Sociedade líquida

Algo muito comum era ver as mães olhando seus filhos no parquinho. Cuidavam, olhavam, observavam, interagiam, seguravam, proibiam, liberavam...

Era comum...

Hoje vejo mães que supostamente estão cuidando de seus filhos, mas estão mesmo é olhando no seu celular. Agora eu penso: será que é algo extremamente importante no celular? Entenderia se fosse uma mãe médica e tivesse a vida de alguém na ponta de seus dedos. Mas não. São donas de casa, provavelmente olhando a vida dos outros no facebook ou curtindo o filho dos outros em fotos no instagram.

Em que mundo estamos que a última barreira a ser quebrada é o amor de mãe, e já estão conseguindo?!

Famílias estão sendo devastadas. A TV mostra que ninguém deve suportar desaforo dos outros. Temos que reagir. E "reagir" é a luta ou a fuga. Muitos fogem. Não há mais paciência pra aguentar um marido que aperta a pasta de dentes pela metade e que deixa a toalha molhada em cima da cama. Não dá. Acaba-se um casamento como se fecha um aplicativo no celular.

A tal da sociedade líquida. Tudo é descartável e dura pouco. Nada foi feito pra durar. A igreja deveria se modernizar. "Até que a morte os separe" deve ser mais light: "até que o primeiro incômodo os separe".

O importante é ser feliz, não é mesmo? De preferência, eu... o outro que busque sua felicidade sozinho. Ninguém quer carregar sua cruz. A vida de Jesus se torna cada dia mais incompreensível neste mundo de sonhos individuais. Morrer por alguém? Oferecer a outra face? Amar seus inimigos?

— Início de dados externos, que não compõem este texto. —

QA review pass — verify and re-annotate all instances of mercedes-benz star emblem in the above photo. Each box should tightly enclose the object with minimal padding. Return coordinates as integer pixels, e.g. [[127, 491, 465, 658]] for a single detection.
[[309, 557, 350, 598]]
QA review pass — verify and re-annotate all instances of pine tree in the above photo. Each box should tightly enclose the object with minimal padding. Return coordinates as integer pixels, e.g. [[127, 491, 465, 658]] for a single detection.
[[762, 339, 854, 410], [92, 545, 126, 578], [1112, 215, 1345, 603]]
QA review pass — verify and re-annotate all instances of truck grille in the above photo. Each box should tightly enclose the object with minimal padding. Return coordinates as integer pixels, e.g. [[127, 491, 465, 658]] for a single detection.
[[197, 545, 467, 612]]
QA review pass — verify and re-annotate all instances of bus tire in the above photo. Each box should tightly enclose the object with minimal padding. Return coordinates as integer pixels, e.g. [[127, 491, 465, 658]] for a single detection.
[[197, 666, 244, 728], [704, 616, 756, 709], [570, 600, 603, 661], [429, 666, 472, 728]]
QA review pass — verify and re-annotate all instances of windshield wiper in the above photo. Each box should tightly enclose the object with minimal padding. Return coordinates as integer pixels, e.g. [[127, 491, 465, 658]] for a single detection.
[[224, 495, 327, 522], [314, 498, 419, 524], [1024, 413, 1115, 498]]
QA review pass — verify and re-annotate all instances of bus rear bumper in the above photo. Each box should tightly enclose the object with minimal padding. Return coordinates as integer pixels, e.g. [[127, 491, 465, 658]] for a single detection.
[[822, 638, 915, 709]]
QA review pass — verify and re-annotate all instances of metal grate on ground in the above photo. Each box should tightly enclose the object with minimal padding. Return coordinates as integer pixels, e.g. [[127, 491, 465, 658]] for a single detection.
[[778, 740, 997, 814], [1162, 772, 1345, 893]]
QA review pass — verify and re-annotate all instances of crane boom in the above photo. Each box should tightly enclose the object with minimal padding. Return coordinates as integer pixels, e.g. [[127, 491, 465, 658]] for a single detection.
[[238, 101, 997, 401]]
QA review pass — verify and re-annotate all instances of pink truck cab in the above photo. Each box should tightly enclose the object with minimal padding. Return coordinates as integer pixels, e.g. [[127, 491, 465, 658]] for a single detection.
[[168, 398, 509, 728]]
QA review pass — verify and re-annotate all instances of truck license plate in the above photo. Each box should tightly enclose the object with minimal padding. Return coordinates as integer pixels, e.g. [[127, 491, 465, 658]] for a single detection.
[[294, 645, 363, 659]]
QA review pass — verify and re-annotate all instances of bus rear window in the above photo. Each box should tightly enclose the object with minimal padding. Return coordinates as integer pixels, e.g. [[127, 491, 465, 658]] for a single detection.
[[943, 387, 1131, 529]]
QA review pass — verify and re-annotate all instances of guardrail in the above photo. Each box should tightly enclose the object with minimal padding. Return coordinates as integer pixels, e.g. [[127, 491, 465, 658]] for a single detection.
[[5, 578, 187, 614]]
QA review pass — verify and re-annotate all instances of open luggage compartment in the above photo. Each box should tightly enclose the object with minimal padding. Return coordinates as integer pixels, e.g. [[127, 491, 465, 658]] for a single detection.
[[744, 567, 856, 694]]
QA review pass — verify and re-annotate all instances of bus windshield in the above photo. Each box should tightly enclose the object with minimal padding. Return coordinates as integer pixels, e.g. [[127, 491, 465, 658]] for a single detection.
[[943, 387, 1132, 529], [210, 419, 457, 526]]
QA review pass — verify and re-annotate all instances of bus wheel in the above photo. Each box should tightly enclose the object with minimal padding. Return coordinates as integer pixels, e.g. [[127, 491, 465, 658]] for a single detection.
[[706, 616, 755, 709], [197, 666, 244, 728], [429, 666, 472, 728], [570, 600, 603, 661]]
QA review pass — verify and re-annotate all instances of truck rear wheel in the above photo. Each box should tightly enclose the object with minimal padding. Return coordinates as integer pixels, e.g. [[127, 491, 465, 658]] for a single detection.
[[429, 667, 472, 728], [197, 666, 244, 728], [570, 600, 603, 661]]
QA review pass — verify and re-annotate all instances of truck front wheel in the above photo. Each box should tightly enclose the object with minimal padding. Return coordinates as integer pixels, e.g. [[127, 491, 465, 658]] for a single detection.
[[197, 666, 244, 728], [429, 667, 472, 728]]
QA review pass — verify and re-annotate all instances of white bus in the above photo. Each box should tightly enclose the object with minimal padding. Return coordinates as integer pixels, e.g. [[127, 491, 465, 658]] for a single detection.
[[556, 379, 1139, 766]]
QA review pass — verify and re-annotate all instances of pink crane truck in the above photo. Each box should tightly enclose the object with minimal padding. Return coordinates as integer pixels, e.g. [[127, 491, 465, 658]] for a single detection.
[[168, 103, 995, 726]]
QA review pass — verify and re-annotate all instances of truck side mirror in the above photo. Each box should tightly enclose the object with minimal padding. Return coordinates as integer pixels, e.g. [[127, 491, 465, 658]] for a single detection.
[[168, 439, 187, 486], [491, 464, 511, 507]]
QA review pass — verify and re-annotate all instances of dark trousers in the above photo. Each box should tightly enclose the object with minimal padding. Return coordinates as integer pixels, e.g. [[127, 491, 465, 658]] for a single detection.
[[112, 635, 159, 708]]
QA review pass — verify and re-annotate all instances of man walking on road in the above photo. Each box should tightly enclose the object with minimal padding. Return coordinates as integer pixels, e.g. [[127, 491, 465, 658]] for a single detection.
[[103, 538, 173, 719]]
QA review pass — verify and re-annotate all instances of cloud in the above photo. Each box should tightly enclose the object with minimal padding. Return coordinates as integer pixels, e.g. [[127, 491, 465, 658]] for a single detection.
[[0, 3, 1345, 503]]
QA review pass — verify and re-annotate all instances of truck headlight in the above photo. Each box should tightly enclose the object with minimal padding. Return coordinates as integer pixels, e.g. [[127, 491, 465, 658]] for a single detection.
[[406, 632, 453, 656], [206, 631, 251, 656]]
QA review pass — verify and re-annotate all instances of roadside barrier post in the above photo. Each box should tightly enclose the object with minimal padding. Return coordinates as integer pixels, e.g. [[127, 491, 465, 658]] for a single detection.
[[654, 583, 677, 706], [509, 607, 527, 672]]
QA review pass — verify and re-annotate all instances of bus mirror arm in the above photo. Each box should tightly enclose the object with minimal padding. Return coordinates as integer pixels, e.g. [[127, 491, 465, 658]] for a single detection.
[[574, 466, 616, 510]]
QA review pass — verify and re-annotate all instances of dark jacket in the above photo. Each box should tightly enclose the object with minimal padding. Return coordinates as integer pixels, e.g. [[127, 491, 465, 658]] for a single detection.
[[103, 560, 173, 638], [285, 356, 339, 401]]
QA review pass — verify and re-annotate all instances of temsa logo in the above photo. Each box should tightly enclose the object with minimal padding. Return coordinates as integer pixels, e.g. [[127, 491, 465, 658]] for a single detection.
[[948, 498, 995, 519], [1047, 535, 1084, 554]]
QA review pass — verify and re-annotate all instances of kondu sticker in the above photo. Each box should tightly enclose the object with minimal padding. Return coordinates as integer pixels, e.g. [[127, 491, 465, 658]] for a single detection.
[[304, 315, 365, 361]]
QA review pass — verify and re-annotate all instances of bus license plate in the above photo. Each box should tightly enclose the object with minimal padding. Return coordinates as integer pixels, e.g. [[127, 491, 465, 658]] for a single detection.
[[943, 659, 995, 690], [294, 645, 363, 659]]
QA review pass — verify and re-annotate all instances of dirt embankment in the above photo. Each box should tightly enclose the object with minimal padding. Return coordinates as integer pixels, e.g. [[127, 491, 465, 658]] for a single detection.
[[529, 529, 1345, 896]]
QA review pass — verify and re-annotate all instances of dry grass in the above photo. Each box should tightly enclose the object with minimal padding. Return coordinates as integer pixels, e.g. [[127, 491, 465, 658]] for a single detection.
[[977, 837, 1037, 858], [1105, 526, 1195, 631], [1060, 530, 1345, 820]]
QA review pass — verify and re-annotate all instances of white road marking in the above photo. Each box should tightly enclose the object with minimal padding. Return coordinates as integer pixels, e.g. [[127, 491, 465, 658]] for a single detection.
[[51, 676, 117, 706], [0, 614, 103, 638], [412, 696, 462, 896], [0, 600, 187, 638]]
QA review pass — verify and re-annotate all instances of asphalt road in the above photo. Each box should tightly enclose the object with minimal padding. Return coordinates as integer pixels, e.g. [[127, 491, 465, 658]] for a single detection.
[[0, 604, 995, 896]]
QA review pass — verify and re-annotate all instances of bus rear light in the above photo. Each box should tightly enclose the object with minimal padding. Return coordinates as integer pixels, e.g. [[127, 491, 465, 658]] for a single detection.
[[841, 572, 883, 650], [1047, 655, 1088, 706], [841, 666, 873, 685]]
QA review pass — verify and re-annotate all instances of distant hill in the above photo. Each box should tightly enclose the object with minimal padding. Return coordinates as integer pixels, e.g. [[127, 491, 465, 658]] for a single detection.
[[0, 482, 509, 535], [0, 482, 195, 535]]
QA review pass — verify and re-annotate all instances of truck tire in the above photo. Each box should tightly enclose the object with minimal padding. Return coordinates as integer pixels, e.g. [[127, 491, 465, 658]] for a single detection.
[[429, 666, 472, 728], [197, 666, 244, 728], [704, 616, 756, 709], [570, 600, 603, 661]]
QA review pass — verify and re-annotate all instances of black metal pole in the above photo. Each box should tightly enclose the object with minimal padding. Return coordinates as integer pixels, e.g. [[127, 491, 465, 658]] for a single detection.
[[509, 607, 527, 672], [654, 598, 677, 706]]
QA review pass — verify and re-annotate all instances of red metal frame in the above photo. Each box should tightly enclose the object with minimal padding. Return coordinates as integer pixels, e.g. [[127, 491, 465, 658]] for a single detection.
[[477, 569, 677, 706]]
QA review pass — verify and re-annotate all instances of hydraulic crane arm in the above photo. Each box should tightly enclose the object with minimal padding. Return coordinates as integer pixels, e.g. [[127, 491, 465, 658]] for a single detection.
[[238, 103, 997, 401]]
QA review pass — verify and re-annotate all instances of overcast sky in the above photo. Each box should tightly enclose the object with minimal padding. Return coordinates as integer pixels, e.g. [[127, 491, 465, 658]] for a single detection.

Sinto como se tudo estivesse seguro por um fio esgarçado... E cada vez estivéssemos afundando mais um pouco. O que era bom, agora não é mais. Família está fora de moda. Deus tem que se adaptar aos nossos novos tempos... Tudo muda o tempo todo...

Tenho a sensação de que estou em um trem errado e não tem parada pra descer...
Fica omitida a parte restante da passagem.